Épidémiologie

Il faut préparer les omnipraticiens au bioterrorisme

En plein mois de février, des patients se succèdent à votre clinique avec les mêmes symptômes : fièvre, fatigue, maux de dos… Pas de surprise, c’est la saison de la grippe. Mais attention ! Les symptômes de la grippe s’apparentent singulièrement aux premiers signes de la variole. Certes, cette terrible maladie a été officiellement rayée de la carte en 1979. Seuls les laboratoires du Center for Disease Control, à Atlanta, et ceux de Novossibirsk, en Russie, sont censés avoir conservé des stocks du virus qu’ils gardent sous haute surveillance. Néanmoins, plusieurs gouvernements estiment que le virus existe toujours dans d'autres laboratoires et, surtout, qu’il pourrait être remis en circulation dans un acte de bioterrorisme.

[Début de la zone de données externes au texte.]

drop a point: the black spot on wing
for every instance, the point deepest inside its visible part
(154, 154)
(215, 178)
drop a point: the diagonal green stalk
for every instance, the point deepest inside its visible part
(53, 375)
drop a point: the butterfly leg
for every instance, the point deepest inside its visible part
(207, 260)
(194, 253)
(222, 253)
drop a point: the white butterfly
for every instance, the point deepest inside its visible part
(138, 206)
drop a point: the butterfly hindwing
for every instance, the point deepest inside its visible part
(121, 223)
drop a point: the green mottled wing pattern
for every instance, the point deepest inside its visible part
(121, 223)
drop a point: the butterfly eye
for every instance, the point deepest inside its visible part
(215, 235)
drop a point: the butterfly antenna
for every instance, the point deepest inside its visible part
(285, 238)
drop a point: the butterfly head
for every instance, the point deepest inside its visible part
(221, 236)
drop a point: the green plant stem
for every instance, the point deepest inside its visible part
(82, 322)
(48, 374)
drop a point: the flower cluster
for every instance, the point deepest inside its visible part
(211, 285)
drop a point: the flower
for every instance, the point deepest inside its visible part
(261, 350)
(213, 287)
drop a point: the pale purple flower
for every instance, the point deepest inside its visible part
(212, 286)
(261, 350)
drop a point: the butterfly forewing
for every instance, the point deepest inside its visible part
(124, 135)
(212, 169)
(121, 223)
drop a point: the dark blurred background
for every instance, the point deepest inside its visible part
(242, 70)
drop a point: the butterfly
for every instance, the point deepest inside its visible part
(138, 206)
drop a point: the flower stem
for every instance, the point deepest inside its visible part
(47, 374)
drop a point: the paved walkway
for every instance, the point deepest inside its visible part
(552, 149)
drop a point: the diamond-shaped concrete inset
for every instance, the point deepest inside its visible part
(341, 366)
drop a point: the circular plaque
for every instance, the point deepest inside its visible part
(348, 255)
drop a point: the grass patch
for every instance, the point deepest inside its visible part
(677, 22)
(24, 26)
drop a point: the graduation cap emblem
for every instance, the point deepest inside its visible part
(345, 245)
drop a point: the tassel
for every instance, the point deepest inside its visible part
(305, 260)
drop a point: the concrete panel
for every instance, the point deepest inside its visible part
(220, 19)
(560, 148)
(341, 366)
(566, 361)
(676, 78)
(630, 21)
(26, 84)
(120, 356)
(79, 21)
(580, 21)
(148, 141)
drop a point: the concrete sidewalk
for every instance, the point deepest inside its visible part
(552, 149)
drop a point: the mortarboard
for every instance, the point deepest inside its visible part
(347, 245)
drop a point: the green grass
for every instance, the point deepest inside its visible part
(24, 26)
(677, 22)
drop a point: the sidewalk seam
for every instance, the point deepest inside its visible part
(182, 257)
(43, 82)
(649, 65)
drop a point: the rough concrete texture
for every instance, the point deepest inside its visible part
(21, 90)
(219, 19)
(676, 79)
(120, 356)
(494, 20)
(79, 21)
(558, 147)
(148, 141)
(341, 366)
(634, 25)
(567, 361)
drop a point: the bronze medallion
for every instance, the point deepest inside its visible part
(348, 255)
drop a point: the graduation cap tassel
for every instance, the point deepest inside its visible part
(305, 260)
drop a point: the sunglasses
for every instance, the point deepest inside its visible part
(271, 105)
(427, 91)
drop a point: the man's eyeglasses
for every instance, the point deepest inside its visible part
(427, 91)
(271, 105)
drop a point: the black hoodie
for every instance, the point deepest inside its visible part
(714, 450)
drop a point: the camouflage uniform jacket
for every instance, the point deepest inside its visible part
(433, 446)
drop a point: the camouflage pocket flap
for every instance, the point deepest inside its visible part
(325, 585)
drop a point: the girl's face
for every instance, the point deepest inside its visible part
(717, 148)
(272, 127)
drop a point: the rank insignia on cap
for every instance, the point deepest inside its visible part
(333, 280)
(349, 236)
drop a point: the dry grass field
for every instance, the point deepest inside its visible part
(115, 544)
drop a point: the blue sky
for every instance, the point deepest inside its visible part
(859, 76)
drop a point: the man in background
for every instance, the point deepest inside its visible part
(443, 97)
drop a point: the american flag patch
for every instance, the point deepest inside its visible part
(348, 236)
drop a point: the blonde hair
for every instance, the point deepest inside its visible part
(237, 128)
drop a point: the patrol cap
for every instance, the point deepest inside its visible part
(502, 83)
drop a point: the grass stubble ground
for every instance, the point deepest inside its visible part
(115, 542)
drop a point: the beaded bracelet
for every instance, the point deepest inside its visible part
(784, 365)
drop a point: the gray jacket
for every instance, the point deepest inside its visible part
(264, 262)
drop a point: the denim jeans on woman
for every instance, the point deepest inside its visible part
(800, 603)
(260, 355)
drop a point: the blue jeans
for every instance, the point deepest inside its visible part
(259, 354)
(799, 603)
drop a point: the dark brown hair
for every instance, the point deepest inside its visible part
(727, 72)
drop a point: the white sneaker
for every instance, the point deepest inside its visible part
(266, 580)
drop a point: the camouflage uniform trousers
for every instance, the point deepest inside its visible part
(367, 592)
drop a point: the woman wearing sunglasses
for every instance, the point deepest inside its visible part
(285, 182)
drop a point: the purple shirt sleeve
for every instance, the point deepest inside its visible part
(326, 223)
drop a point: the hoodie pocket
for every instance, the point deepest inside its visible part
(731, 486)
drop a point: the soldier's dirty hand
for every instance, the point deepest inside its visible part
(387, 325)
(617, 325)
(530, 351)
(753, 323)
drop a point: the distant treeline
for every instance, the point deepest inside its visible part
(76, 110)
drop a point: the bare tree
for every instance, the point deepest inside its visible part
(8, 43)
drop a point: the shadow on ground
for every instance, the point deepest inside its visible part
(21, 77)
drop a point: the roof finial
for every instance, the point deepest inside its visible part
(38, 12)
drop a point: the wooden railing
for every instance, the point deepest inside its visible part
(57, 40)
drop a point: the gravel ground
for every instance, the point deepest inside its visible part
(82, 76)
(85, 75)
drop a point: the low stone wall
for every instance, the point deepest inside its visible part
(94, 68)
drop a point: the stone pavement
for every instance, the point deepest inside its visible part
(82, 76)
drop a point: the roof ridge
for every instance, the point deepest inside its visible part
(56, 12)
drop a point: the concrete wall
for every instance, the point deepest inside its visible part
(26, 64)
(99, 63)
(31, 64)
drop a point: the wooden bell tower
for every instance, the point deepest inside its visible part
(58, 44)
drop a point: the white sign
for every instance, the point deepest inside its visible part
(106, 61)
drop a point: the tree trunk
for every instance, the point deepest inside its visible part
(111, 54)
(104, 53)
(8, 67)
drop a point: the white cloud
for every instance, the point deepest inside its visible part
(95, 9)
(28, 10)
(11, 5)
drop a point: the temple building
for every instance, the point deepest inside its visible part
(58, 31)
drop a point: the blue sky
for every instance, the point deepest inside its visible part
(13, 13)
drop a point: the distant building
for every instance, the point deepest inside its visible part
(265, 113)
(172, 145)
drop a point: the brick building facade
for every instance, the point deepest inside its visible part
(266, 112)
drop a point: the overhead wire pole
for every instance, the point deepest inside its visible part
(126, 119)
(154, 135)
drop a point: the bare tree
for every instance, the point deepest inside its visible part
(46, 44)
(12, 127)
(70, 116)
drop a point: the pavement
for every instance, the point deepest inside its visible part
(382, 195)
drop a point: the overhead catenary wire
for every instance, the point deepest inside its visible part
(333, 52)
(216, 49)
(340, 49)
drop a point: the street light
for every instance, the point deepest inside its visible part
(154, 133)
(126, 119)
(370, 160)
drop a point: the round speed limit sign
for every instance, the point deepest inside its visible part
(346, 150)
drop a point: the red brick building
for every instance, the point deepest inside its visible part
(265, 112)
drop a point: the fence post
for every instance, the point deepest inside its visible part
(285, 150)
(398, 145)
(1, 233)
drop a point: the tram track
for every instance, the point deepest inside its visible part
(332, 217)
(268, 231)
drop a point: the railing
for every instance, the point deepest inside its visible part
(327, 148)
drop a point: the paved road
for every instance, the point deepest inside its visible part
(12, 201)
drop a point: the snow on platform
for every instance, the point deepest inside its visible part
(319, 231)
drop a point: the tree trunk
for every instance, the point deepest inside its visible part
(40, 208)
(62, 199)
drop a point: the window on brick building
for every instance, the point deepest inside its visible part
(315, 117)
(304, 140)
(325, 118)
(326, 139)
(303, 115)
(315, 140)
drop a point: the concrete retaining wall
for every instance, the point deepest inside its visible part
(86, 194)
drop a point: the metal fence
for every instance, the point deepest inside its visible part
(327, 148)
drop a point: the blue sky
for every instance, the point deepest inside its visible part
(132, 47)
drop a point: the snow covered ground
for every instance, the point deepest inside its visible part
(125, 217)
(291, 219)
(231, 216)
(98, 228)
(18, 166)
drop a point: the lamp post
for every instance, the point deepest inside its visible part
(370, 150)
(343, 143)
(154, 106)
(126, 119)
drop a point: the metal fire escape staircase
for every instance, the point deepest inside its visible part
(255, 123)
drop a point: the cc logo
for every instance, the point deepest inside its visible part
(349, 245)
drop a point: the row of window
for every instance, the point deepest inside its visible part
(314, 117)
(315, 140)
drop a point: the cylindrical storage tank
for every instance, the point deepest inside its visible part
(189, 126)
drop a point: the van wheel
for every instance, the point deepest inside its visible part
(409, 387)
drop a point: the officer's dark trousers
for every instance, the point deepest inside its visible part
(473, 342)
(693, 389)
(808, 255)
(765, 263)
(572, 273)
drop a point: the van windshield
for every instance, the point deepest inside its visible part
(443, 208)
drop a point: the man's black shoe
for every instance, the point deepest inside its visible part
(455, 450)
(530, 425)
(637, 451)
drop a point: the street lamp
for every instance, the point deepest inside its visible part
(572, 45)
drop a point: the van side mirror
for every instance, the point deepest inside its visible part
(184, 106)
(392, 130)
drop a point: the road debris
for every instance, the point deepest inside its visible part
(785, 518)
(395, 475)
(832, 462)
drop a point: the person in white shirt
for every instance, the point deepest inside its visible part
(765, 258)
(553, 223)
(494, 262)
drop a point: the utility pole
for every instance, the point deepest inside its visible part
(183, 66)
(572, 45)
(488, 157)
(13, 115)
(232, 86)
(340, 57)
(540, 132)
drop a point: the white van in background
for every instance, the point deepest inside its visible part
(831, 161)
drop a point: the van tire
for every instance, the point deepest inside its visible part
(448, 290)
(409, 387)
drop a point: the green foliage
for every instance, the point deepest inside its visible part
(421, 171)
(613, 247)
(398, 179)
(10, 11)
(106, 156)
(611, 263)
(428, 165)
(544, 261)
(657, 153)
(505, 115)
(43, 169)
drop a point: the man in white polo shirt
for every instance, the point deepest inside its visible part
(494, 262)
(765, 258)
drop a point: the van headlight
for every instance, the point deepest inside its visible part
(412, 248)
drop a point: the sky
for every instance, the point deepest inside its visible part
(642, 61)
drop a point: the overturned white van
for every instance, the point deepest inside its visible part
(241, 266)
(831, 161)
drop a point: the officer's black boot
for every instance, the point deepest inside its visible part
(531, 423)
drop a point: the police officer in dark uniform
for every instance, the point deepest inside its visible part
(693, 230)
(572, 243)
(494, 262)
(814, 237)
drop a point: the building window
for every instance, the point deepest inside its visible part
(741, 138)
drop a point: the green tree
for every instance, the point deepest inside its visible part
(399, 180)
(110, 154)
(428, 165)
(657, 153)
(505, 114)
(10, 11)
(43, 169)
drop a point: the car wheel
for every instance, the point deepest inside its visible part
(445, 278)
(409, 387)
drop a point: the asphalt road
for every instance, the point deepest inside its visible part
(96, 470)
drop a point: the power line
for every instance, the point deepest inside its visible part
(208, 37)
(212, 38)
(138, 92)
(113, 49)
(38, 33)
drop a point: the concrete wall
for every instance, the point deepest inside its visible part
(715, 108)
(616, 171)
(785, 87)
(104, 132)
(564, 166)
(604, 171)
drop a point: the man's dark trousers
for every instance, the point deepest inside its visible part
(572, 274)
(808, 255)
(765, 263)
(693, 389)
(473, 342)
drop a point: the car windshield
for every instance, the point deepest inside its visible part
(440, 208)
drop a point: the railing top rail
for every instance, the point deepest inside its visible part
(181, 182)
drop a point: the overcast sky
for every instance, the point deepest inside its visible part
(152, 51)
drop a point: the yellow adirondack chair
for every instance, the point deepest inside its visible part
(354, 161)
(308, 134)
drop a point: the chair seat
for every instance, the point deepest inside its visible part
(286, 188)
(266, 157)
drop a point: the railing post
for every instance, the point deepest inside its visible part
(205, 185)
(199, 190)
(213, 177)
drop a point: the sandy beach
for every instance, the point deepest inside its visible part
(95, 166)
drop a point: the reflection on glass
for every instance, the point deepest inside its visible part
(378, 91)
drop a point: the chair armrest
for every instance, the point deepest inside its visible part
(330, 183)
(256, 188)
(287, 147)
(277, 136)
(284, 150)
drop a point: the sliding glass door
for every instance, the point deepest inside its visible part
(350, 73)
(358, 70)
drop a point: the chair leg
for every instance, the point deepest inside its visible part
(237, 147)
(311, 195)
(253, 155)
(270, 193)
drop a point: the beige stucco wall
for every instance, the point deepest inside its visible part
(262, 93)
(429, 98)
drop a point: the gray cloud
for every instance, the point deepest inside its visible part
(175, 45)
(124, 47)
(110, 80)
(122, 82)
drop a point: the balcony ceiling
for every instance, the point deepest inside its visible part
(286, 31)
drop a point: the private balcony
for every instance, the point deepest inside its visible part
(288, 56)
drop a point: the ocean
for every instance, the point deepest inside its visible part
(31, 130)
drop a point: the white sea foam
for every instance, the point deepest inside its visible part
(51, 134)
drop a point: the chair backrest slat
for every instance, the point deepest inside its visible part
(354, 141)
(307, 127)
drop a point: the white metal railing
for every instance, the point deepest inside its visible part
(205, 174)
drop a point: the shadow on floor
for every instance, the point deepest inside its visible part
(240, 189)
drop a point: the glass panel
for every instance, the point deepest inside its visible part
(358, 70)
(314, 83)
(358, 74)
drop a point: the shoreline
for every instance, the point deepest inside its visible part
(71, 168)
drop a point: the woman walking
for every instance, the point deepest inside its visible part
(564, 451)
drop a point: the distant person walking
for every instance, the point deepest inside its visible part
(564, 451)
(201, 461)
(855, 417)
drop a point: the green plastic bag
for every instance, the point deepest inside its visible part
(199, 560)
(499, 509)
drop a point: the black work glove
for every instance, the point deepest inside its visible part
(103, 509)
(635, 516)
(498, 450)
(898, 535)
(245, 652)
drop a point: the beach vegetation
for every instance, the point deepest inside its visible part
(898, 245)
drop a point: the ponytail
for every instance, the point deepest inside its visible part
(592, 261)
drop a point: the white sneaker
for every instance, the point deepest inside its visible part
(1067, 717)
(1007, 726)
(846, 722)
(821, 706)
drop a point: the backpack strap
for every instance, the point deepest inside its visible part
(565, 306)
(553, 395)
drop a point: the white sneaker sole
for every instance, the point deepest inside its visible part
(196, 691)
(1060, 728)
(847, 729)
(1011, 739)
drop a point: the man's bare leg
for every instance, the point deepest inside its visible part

Au Canada, les probabilités d’une attaque bactériologique sont faibles, mais elles ne sont pas nulles. Selon le D r Karl Weiss, microbiologiste-infectiologue à l’Hôpital Maisonneuve-Rosemont et professeur agrégé de clinique à l’Université, il importe de sensibiliser les omnipraticiens à cette éventualité. « Il est vrai que, dans le cas d’une attaque, les médecins généralistes n’auraient probablement pas à traiter les victimes, dit-il. Mais les omnipraticiens ont tout de même un rôle clé à jouer. Ils doivent être prêts à servir de sentinelles pour aider à dépister rapidement les actes de bioterrorisme insoupçonnés. »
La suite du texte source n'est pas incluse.